As the statement stated, the company reached a deal with institutional investors "for the purchase and sale of 14,970,062 common shares at an offer price of US $ 1.67 per share for gross proceeds of US $ 25.0 million "

The money will be used as working capital to "fund research and development to further promote the company's innovation strategies."

Although that goal seems rather vague, one thing is clear, the supply devalues ??the existing stock. At a price of US $ 1.67 per share, the offer was also a generous discount on the company's closing price on December 24 from US $ 1.96 (C $ 2.57).

The effect on the shares of the company was immediate. On December 26, the shares fell to a two-year low, ending at US $ 1.53, with a loss of 21.9% on that day. On December 27, when the markets in Canada reopened after the Christmas break, the stock caught up – it lost 18.29% and closed at C $ 2.10 on the TSX.

Another day to think about what the move meant, nothing changed. The stock was hit again yesterday and lost another 4.7% to end the day at US $ 1.53 (C $ 2.00), a new all-time low.

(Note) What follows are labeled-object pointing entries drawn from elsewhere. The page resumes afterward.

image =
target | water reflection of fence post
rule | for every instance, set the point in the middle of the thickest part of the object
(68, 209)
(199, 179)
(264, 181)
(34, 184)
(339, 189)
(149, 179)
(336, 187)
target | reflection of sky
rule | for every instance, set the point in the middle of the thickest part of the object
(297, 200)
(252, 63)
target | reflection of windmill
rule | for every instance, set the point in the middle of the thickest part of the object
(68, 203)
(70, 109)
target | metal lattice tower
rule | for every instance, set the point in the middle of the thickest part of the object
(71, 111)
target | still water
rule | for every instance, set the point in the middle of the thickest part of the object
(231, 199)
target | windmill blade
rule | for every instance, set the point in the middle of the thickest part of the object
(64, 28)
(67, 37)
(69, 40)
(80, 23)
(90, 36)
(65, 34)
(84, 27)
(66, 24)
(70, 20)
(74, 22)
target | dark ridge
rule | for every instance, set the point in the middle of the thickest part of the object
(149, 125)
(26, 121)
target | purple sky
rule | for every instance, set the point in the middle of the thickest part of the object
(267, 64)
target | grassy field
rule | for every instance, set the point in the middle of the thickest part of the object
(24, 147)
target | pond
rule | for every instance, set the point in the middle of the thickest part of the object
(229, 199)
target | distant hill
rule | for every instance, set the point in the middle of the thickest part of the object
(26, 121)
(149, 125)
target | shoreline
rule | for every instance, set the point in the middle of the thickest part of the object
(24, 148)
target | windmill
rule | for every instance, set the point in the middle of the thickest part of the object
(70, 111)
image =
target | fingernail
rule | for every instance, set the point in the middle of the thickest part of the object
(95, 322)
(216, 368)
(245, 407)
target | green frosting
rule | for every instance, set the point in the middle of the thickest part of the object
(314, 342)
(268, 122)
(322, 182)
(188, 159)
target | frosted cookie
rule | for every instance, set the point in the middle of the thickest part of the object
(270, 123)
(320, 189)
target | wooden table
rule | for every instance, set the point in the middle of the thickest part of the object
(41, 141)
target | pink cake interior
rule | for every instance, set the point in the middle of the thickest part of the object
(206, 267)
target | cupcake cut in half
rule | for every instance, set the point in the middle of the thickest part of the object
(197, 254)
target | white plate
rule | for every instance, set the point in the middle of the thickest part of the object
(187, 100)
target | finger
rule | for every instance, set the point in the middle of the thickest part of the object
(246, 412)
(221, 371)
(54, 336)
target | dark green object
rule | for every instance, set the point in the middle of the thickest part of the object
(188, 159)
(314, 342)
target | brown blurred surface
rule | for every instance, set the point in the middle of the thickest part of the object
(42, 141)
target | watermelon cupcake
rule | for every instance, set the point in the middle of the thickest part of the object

So let's talk about the timing again.

A week earlier, the company unveiled its final quarter for the three-month period ending October 31. Then it showed a loss of US $ 47.4 million (C $ 62.4 million), a substantial increase over the same period of the year. before it recorded a loss of US $ 9.8 million (C $ 12.8 million)

The company continues to burn out its money while shrinking its activities. Nevertheless, it continues to hold on to its expectation to become profitable in 2020. Investors may feel the weight of too much reality to hold onto that expectation.

How expectations did not fully meet reality

Investors who have bet on Canada-based cannabis companies in the past year have experienced the disadvantage that reality does not meet expectations. They can quantify it in the loss of equity value that the major players in the sector have placed since weed was legalized in the fall of 2018.

Another view of the decoupling of the sector between expectations and reality: a recent report from Statistics Canada earlier this month revealed the following: the amount of legal cannabis sold between October 17, 2018, when marijuana was legalized and September 2019 was C $ 907.8 million (US $ 695.6 million), was far below what some analysts had predicted in the run-up to legalization.

Pending legalization, Deloitte predicted that the market would reach C $ 4.34 billion (US $ 3.32 billion) in the first year, while another estimate from Brightfield Group predicted that the market would be C $ 1.56 billion (US $ 1.2 billion).

As we enter 2020, there are fewer positive predictions about the cannabis industry making the news. It is not surprising.